Le Miroir des illusions de Vincent Engel

Vincent Engel aime décrire le dépaysement. Que ce soit dans Requiem vénitien ou dans Retour à Montechiarro, Vincent Engel, écrivain belge, aime mettre en scène des personnages déracinés au milieu de paysages ou d’atmosphères pittoresques, alliant son goût pour le Drame, avec une majuscule, celui dont Shakespeare employât dans son théâtre, à des dialogues finement ciselés. Avec son dernier roman, Le Miroir des illusions, publié aux éditions Les Escales, l’auteur parvient à concentrer ce qui faisait l’intérêt de ses précédentes œuvres à une histoire qui n’a rien à envier à Edmond Dantès.

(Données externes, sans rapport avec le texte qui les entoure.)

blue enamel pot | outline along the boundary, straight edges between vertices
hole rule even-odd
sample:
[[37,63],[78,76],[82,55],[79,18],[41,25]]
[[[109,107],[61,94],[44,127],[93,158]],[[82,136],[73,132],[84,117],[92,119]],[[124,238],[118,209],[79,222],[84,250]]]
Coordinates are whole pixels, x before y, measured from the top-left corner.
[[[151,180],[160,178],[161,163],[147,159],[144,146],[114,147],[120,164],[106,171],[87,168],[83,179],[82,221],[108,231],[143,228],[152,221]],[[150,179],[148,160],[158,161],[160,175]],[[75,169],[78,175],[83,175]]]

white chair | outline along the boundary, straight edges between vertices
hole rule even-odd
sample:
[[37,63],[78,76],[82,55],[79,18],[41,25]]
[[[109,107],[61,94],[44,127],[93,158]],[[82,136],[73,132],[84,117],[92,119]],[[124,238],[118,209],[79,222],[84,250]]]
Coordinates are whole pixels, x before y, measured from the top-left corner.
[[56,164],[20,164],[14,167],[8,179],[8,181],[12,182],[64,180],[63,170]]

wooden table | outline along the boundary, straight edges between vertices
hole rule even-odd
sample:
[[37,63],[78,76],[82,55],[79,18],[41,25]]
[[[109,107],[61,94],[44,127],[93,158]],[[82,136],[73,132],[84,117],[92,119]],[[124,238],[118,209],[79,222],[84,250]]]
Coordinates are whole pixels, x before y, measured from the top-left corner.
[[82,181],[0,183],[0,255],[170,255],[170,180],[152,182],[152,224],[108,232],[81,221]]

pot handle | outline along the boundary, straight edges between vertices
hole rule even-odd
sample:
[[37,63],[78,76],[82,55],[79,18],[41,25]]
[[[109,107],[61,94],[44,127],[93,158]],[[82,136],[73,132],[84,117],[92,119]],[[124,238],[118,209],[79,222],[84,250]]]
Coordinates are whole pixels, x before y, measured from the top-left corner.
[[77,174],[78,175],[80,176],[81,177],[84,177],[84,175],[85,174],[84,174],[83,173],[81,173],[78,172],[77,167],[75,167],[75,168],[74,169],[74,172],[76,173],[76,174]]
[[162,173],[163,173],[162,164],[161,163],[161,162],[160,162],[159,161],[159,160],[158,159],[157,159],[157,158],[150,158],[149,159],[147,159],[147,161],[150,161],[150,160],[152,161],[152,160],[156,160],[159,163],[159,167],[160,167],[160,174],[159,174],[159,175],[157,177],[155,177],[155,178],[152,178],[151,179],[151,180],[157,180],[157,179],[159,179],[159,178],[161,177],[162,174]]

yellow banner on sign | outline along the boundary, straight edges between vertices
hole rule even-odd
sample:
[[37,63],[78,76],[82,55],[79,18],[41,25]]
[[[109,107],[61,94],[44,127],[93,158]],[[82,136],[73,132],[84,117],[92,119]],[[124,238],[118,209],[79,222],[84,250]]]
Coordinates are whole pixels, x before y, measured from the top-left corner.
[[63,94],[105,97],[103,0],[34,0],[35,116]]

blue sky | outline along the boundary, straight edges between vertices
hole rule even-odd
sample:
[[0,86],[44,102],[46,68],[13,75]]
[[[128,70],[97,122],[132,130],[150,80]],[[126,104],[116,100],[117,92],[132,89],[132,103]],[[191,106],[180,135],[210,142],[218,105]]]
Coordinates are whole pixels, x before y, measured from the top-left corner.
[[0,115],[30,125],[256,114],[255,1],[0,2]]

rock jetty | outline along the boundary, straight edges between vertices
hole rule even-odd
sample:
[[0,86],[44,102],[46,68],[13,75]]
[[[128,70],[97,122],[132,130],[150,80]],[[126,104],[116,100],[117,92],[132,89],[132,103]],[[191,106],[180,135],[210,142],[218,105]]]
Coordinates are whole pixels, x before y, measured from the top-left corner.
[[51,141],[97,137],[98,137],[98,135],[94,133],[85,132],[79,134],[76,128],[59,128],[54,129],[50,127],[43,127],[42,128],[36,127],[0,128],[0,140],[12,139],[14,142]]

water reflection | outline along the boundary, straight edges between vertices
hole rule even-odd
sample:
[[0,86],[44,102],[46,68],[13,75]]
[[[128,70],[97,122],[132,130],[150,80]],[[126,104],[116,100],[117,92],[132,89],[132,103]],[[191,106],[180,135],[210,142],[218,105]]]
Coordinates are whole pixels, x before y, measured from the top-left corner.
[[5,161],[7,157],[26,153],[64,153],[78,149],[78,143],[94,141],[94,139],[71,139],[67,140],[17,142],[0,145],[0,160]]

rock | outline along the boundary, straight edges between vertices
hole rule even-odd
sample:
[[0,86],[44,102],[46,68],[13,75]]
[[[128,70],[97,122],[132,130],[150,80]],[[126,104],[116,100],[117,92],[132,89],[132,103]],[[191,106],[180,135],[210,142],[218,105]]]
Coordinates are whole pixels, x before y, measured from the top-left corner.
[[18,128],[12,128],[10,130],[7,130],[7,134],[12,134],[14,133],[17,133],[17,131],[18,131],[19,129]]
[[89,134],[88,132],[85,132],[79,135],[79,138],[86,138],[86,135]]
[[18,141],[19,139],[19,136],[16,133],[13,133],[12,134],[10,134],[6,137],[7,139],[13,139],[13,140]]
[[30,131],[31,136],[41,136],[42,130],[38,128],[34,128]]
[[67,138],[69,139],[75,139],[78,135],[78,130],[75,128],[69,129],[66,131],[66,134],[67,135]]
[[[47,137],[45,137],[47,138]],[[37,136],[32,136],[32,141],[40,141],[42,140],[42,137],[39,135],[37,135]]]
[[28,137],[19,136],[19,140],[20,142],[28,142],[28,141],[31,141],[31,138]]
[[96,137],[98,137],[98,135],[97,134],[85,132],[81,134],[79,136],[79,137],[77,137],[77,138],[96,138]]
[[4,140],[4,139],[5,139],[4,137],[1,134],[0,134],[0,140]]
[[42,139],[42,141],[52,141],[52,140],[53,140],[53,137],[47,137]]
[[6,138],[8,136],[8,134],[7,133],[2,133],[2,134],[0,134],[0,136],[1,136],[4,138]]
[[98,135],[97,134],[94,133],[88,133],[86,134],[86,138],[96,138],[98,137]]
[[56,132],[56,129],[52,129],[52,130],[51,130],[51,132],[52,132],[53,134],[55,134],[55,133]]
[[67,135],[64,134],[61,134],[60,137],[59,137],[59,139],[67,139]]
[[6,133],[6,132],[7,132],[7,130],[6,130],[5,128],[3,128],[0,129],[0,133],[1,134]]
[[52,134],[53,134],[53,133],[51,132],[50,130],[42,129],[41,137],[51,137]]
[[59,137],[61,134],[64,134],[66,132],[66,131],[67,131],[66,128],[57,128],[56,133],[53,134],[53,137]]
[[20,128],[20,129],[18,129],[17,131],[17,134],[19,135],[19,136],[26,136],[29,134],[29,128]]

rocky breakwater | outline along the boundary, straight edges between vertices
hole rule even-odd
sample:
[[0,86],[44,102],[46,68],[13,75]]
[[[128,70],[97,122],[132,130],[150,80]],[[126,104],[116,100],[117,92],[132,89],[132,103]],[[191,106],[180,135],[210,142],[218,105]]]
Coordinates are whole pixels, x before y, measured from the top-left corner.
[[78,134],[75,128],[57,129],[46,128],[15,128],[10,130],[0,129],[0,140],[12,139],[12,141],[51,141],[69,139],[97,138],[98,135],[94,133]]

Monte-Cristo reste, en effet, toujours à l’esprit lors de la lecture de l’ouvrage qui semble être la principale inspiration pour son auteur : le roman s’ouvre en 1849, à Genève. Atanasio, qui a appris le décès de Giancarlo Malcessati, dit Don Carlos, cet homme qui le protégea et l’éduqua sa vie durant, se rend chez le notaire pour découvrir les dernières volontés du défunt. Et c’est au travers d’une lettre que le jeune Atanasio apprendra la vérité sur ses origines et la funeste mission qui lui est confiée, celle d’une vengeance dont il sera le point final. Une vengeance lentement mûrie depuis une vingtaine d’année pour rendre le coup de grâce à une femme. Et, pour mener à bien la mission, Atanasio devra respecter à la lettre l’ordre des personnes à assassiner.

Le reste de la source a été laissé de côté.